No. Absolutely not now, he thought, gazing in frozen terror at the green maelstrom between himself and the shore. It looked to be only about fifty yards or so, but that was plenty. Later,
maybe, he would surrender his grip on the rocks. When the water got warmer.

Or when hell froze over, whichever came first. As he thought this, one of the bright orange life jackets floated by, wrapped around the little kid. She was howling her guts out.

Anthony reached out and, balancing himself precariously for an instant, grabbed the life jacket. Sorry, kid, he thought as he fumbled one-handed with the straps. But they were tied too many times for him to undo them with only one hand, and if he let go of the rock with his left hand he would get washed off.

And his knife was missing, he realized when he felt in his pocket for it. Opening her eyes, the kid glared balefully at him as if she knew what he'd been thinking, and howled even louder. Shut up, he wanted to say. But he couldn't, his teeth chattering so hard and uncontrollably he thought they might break off.

And then he had it: He could use the life-jacket-wrapped kid as a float. Hold her out in front of himself, kick his legs hard, make it to shore that way. Because it was a cinch he wasn't going to last much longer here, wasn't it?

As for the kid, well, it probably wouldn't be good for her.

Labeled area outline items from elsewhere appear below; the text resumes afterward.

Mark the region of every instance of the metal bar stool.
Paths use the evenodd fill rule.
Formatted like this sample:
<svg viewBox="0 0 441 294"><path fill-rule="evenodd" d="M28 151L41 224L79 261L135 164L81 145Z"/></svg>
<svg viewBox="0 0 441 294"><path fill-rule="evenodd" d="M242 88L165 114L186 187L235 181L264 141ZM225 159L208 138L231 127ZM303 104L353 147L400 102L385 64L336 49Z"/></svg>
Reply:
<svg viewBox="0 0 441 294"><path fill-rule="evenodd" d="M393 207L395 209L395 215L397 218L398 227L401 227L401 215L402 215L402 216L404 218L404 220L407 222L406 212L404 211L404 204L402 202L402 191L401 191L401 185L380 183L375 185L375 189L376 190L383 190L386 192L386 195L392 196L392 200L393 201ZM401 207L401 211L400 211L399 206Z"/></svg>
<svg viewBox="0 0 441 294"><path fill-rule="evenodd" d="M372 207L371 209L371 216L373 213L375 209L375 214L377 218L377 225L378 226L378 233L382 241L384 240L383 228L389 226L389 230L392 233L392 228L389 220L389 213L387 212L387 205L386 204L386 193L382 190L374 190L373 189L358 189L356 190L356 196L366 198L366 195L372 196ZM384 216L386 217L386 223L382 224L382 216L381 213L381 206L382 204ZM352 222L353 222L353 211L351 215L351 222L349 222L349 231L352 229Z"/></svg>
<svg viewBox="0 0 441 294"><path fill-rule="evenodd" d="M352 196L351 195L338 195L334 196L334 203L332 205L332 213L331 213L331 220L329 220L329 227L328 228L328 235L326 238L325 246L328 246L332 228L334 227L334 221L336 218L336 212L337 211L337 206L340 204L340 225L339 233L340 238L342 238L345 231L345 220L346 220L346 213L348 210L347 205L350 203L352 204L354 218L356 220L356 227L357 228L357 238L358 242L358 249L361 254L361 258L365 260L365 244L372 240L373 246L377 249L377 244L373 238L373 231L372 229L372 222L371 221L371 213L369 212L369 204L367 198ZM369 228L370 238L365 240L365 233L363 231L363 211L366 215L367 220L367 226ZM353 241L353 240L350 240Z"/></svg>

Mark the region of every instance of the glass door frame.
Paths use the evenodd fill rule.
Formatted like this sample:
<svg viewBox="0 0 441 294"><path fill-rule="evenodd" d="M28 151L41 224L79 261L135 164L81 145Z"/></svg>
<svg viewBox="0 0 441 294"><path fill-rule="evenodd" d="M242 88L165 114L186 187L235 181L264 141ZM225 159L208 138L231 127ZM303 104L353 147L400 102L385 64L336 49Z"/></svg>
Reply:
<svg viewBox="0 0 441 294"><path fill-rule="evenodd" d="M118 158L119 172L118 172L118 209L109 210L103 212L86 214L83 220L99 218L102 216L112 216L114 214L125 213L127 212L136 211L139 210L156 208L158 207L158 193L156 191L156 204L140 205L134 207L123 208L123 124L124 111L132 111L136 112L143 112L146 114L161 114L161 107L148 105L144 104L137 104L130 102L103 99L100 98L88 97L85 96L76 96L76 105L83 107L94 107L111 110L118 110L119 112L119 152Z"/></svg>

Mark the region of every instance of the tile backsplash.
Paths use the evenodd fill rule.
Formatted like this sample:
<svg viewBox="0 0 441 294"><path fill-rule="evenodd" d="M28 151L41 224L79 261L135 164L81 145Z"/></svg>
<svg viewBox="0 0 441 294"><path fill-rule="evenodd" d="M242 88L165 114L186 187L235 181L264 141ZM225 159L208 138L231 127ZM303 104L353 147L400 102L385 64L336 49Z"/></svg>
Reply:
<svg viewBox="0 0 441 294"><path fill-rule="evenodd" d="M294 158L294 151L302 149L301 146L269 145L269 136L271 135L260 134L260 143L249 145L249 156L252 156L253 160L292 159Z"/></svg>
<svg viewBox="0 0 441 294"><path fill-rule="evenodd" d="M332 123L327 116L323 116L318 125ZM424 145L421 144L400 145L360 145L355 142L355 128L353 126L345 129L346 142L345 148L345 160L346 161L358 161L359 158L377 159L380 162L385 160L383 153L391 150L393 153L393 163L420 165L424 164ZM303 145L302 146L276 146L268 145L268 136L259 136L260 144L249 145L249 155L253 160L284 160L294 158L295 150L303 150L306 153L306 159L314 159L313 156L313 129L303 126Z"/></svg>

Too bad; he liked her, and ordinarily he wouldn't do anything deliberately to harm her. He wasn't that kind of person; he'd shown that, hadn't he, with the other girl back in the woods?

By not shooting her. By risking his own neck in generously giving her a chance to survive. Because that's the kind of guy he was, bighearted to a fault, not like the others he'd been in juvie with. Only it was push-comes-to-shove time now, and at the end of all this, he meant to be the one still shoving.

Satisfied with his ethical situation, Anthony gripped the life jacket with the child in it and prepared to push off. But a familiar voice stopped him.

"Freakin’ punk," said Marky Turning his head very slowly,
Anthony stared in disbelief. Only a dozen feet away, Marky clung one-handed to a stout steel cable over his head. Dimly, Anthony recalled seeing the cable from up on the bluffs; it ran from the shore to a rock jutting up behind him.

Next, the tackle box that had been in the boat came bobbing by, its lid hanging open. As Anthony watched, a wave swamped it.

"Thought I was dead, huh? You wish," said Marky bitterly. Another wave drenched him, tossing him around in the water, but he didn't let go of the cable. Marky's mouth was bleeding, and his eyes were like ripe plums, purple and swollen.

But he could still see out of them. Or well enough anyway to be aiming his .38 at Anthony's head. Marky must've snatched it from the tackle box before the box sank. Just my luck, Anthony thought.

"Get over here, you punk," said Marky through a mouthful of broken teeth. "Bring that kid, too. And when you get here, just grab on this way…"

As well as he could, Marky angled his head up at the stout steel cable running tautly over his head, his hand wrapped around it so tightly that it might as well have been welded there. Maybe Marky really was some kind of a weird creature, Anthony thought, the kind you could only kill by putting a stake through its heart.

Or a bullet in its head. Slowly he began making his way over the submerged rocks, towing the floating kid by one of the life jacket straps. A few times he actually did find himself swimming, the kid yelling and choking out there ahead of him.